三畳ほどの狭い空間に、訳もわからず押し込まれ、天井が低いため立ち上がることもできなか
った。地上との唯一のつながりは、天井の隅に差し込まれている(まるで金魚鉢のエアーポン
プについているような)一本の細いチューブだけだった。もう自分は死んでしんでしまったの
ではないか? 少女はそんな疑問を何度となく繰り返し、また寝返りをうってはそれを確かめ
ていた。
どれくらいが経ったのだろうか? もう三日は過ぎているだろうと思う。お腹が減ったとい
う感覚はすっかり失っているが、喉の渇きは尋常の域を遠に越えてしまっている。喉元から
は、水分を失った粘っこい粘液が膜を張り、その隙間からわずかに漏れる呼吸音が、人間の発
するものとは思えないほど高らかに鳴っていた。限界は近い。人間、死の土壇場に来たら、年
齢だろうが、性別だろうが、人種だろうが、関係ない。宗教も、仕来りも、命令も関係ない。
生物はみなこう思うだろう、『生きたい』と。
少女の内に眠っていた本能が、死の淵によって呼び起こされ、気が付くと足元の『がらく
た』の山を手探っていた。なにか尖った先が指先に当たり、熱湯の中にでも指先を浸けるよう
な熱さを感じたが、それも今の状況ではなんの痛さにもならなかった。少女はその指先を口元
にあてがった。砂埃と鉄のような味が口いっぱいに広がり、温かな液体が喉元へと滑り落ちて
いく。久しぶりに感じたその水分は、いっそう生きる意欲を彼女に与えた。
その尖ったものを力強く握りしめ、目の前の天井にそれを無心で突き立てていた。引っ掻く
たびにかかる顔の砂はけして不快ではなく、むしろ太陽に近づいている証のようで快かった。
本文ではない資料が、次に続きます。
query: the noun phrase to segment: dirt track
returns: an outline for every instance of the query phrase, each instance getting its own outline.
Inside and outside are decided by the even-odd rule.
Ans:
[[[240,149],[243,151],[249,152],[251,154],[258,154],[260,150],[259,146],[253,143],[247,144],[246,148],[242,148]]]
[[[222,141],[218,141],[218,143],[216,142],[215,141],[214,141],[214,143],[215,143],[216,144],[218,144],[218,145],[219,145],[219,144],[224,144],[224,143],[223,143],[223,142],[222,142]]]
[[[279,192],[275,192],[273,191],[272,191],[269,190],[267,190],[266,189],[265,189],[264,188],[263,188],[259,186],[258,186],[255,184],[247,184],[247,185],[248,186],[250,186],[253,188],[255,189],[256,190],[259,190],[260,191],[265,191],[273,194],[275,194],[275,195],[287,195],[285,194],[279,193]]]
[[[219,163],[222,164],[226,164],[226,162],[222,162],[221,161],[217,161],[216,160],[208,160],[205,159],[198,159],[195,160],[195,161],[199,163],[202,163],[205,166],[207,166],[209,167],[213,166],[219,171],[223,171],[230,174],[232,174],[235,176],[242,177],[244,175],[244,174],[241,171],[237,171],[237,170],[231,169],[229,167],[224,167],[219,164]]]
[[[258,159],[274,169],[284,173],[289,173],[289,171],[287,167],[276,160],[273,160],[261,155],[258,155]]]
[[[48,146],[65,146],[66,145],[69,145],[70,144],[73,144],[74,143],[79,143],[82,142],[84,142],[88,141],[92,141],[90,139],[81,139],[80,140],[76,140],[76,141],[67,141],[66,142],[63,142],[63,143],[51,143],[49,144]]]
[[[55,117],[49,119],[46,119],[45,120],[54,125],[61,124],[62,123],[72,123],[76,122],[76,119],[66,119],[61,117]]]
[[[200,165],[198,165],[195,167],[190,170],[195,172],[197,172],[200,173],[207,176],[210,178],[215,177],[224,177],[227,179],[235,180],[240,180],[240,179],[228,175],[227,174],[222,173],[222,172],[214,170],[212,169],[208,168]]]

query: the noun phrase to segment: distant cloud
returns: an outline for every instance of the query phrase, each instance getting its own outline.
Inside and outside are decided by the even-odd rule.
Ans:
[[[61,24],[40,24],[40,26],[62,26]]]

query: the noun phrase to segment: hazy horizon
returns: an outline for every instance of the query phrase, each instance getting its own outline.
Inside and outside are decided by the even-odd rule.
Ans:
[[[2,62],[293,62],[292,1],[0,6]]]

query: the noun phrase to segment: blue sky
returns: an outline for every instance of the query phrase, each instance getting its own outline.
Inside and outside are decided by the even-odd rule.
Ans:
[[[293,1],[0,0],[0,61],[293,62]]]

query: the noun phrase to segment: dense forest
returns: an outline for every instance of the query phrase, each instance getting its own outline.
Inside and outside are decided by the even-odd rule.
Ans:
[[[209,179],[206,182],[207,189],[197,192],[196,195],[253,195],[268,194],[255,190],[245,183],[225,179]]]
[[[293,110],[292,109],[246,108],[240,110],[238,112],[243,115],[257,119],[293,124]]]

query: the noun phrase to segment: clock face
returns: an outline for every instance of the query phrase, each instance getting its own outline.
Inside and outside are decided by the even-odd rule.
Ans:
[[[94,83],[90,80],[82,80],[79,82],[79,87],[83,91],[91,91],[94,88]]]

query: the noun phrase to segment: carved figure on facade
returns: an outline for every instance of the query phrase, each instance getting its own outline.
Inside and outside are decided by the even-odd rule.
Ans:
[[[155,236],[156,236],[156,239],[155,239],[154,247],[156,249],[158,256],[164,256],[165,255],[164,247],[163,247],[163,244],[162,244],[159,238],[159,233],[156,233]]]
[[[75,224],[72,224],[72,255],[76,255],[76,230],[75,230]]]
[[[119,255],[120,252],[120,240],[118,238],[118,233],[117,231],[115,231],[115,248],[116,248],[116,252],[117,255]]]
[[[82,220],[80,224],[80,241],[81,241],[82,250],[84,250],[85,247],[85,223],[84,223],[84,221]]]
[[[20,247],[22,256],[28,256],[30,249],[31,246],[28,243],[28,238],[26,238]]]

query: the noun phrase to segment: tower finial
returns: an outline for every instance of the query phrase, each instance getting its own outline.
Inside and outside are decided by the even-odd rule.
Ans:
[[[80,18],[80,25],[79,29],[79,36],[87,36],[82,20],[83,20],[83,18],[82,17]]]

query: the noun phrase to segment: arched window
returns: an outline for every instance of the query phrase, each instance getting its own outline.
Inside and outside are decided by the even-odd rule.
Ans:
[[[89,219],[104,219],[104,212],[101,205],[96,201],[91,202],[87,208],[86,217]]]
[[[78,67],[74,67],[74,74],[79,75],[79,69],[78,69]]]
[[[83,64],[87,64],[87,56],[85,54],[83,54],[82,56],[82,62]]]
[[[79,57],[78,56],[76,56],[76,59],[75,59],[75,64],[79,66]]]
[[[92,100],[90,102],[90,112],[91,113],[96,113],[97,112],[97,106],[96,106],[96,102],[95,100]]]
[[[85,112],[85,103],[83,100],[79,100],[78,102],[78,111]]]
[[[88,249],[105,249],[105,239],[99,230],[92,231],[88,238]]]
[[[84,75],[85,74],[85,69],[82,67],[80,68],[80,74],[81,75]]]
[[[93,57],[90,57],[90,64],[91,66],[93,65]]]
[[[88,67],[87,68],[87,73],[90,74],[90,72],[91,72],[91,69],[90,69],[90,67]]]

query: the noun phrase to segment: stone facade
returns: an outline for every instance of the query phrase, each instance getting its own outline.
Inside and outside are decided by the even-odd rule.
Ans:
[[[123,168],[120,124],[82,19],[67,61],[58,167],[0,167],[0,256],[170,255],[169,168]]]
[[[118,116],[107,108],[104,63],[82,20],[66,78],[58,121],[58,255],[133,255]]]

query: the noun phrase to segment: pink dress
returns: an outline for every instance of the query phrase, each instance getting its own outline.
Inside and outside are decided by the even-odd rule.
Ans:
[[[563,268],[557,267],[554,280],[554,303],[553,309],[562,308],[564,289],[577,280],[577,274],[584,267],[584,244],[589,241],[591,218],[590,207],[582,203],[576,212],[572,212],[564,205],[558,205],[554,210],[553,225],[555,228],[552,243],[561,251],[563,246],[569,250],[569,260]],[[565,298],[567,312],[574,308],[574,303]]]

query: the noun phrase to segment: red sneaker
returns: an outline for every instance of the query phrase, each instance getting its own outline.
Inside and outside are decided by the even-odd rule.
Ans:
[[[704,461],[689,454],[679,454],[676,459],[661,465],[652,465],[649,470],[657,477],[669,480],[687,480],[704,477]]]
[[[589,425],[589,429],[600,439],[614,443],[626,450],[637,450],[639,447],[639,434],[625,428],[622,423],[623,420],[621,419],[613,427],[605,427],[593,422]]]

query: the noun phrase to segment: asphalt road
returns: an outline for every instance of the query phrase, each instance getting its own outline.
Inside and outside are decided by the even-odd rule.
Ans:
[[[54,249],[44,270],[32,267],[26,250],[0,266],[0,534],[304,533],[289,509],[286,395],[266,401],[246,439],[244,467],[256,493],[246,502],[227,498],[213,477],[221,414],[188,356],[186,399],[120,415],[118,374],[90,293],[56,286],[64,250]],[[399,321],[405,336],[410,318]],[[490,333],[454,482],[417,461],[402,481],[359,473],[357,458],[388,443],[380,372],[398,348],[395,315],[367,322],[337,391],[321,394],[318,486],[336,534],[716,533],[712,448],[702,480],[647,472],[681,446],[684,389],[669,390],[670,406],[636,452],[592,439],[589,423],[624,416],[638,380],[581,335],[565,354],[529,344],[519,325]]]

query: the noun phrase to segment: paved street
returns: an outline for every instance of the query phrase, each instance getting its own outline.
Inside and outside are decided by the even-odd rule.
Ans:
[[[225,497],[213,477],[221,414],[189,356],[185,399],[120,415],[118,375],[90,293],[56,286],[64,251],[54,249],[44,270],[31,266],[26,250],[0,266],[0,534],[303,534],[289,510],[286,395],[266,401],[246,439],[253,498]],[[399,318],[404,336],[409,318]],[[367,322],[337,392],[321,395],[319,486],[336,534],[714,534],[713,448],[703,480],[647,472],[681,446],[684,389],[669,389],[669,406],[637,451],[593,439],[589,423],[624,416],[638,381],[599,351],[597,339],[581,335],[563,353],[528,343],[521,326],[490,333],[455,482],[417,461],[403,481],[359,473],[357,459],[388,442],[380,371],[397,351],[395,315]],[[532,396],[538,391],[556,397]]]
一日か、二日か、どれくらいその動作を続けていたのかわからない。ただ言えることは、少
女のいる場所は地中深く、周りを硬い岩肌で覆われていて、まだ十三になったばかりの少女に
は到底、ここから這い出ることは不可能だということだった。
自分では意識があるのかないのか、もうわからなくなっていた。暗闇の黒は時折赤く染ま
り、また黒くなったと思ったら、こんどは真っ白な世界に変わっていった。
目の前の天井から聞えてきた『サクッ、サクッ』という規則正しい間隔の音に少女は瞳を開
けた。しばらくその音が止んでいたと思ったら、突然『ドンッ!』という激しい音が鳴り、身
体に降りかかる砂埃と共に地面が大きく揺れた。そして『ザクッ』という近い音の後、真っ黒
な空間の一辺が、まるでゆで卵の殻でも割り取られるように崩れ、そこから光が差し込んだ。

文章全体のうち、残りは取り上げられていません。